Earning while they learn

New precision manufacturing apprenticeship program with TPS first in state

3/29/2017 | TACOMA, Washington

​The dominant paradigm in education follows a predictable path: Schooling leads to a vocation, which then becomes a career. The path begins in kindergarten, heads straight to high school graduation, and for some, college, and then on to the working world.

That path’s relatively new. In the not-so-distant past, trades often passed from experienced to novice workers via the apprenticeship model, which still exists but mostly for adult workers.

Tacoma Public Schools, partnering with the Aerospace Joint Apprenticeship Committee (AJAC), begins a new program this year—the first in the state--to place high school students in precision manufacturing apprenticeships. AJAC was created as a stand-alone non-profit by the state legislature in 2008 to promote apprenticeships in the precision manufacturing fields, but to date has concentrated on older apprentices. Funding for AJAC initiatives comes from a combination of state, federal and private grants.

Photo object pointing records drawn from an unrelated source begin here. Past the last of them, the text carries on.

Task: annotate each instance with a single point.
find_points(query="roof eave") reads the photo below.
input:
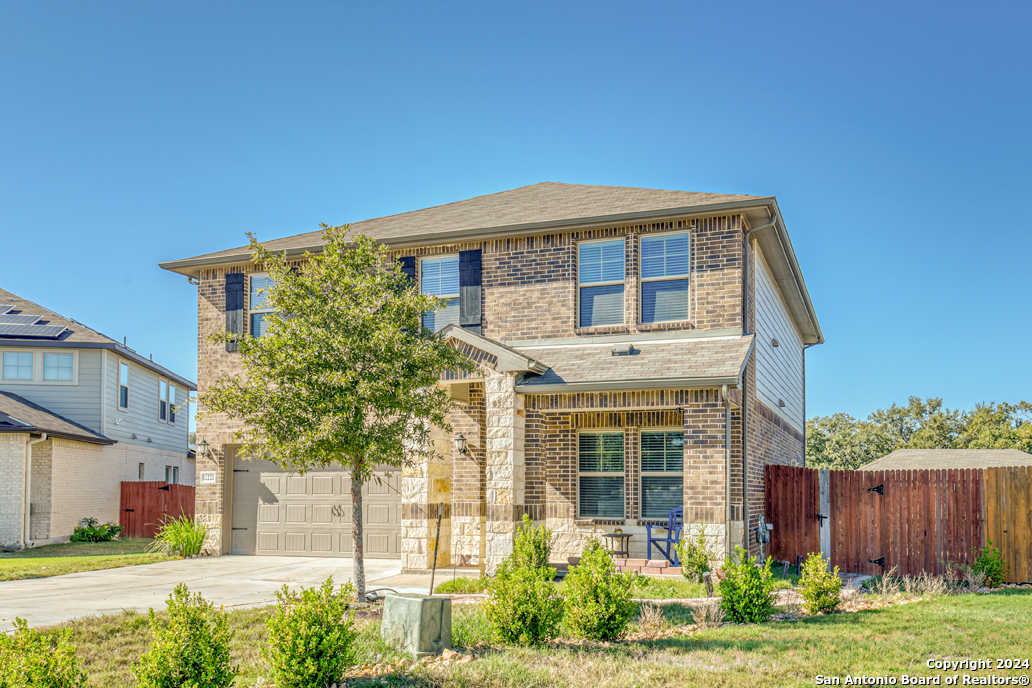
(620, 385)
(191, 266)
(60, 435)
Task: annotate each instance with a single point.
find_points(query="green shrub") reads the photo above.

The first 15 high school students will sign on with local companies as apprentices April 6 at Pacific Machine Inc., in Lakewood, one of the companies participating. Governor Jay Inslee plans to attend.

“We’ve been hiring kids out of Lincoln (High School) to clean the shop and those kind of things for years, and then after graduation if they still wanted to hang around we’d send them to a four-year apprenticeship program,” said Jim Tschimperle, the owner of Pacific Machine. “With this apprenticeship plan they’ll go to that program with a full year of their apprenticeship already done. It’s a great opportunity for everybody.”

Students will learn industrial safety and the operation of CNC (computer numerical control) routers and other high-tech manufacturing tools. Machinists use CNC routers  to create parts for everything from cars to airplanes to factory machinery.

“The average age of most apprentices is around 30,” said Tacoma Public Schools’ Career and Technical Education Director John Page. “There seems to be about a 10-year ‘drift’ for a lot of people, where they graduate high school, then they perhaps try college or even go to college and get a degree, and don’t really get into a career. A lot of apprentices enter their fields after that ‘drift.’”

Kristi Grassman, director of pre-apprenticeship for the Aerospace Joint Apprenticeship Committee, says many of the precision manufacturing companies she works with worry about their aging workforces.

“One of the company owners told me he started in his field when he was 17,” she said. “He’s in his late 50s now, and he was saying he really wished the company could build a relationship with younger apprentices who are in the age range he was when he started. He said he’d hire students tomorrow, if he could, because he could mold and shape them the way he wanted.

”Apprenticeship programs at the high school level invert the classic education path, according to Page. Rather than education leading to a job, apprenticeships begin with the job and continue with education.

Adult apprenticeship programs require the apprentice to spend 8,000 hours working at the job to gain the rank of journeyman. The new program required the creation of a new job class—production technician—to allow high school students to participate under union rules.

The new program will comprise 2,000 hours of work and classroom time, which will count towards the 8,000 hour requirement after the student graduates high school. The students also get paid for those 2,000 hours—and earn up to 15 college credits through Bates Technical College. Students work 10-20 hours per week during the school year and full time in the summer. Pay varies depending on the employer. Union rules set the pay rates, somewhat higher than minimum wage.

“Production technician is a general enough title to allow students to learn on and be exposed to a wide range of different machinery,” Grassman said. “But then the program also allows them to gain standing in adult internships, sort of a Running Start for industrial work.”

And despite the word “aerospace” in the title of her committee, Grassman said the training opportunities cover far more than just potential employment at Boeing.

“We do serve companies that are in Boeing’s supply chain, but that’s not all,” she said. “There are also companies that make food processing equipment, medical devices, all sorts of companies that do advanced manufacturing.”

Tschimperle said the program will not only train the next generation of craftsmen in machining and precision manufacturing, but also gives his company and others a means of giving back to the community—by helping young people find good jobs.

“The beauty of it is, employers are always looking for people who have experience, but kids just getting out of school have no experience,” he said. “With this situation kids will already have a year of experience, they’ll be able to say they worked on these machines, and they’re familiar with these other machines, that sort of thing. It’s a big deal. And this is just the pilot program, and we’re happy to be part of that. The big plan is, once the bugs are worked out and everything is in place, to expand the program to school districts all over the state, so we’ll be helping people statewide get good jobs.”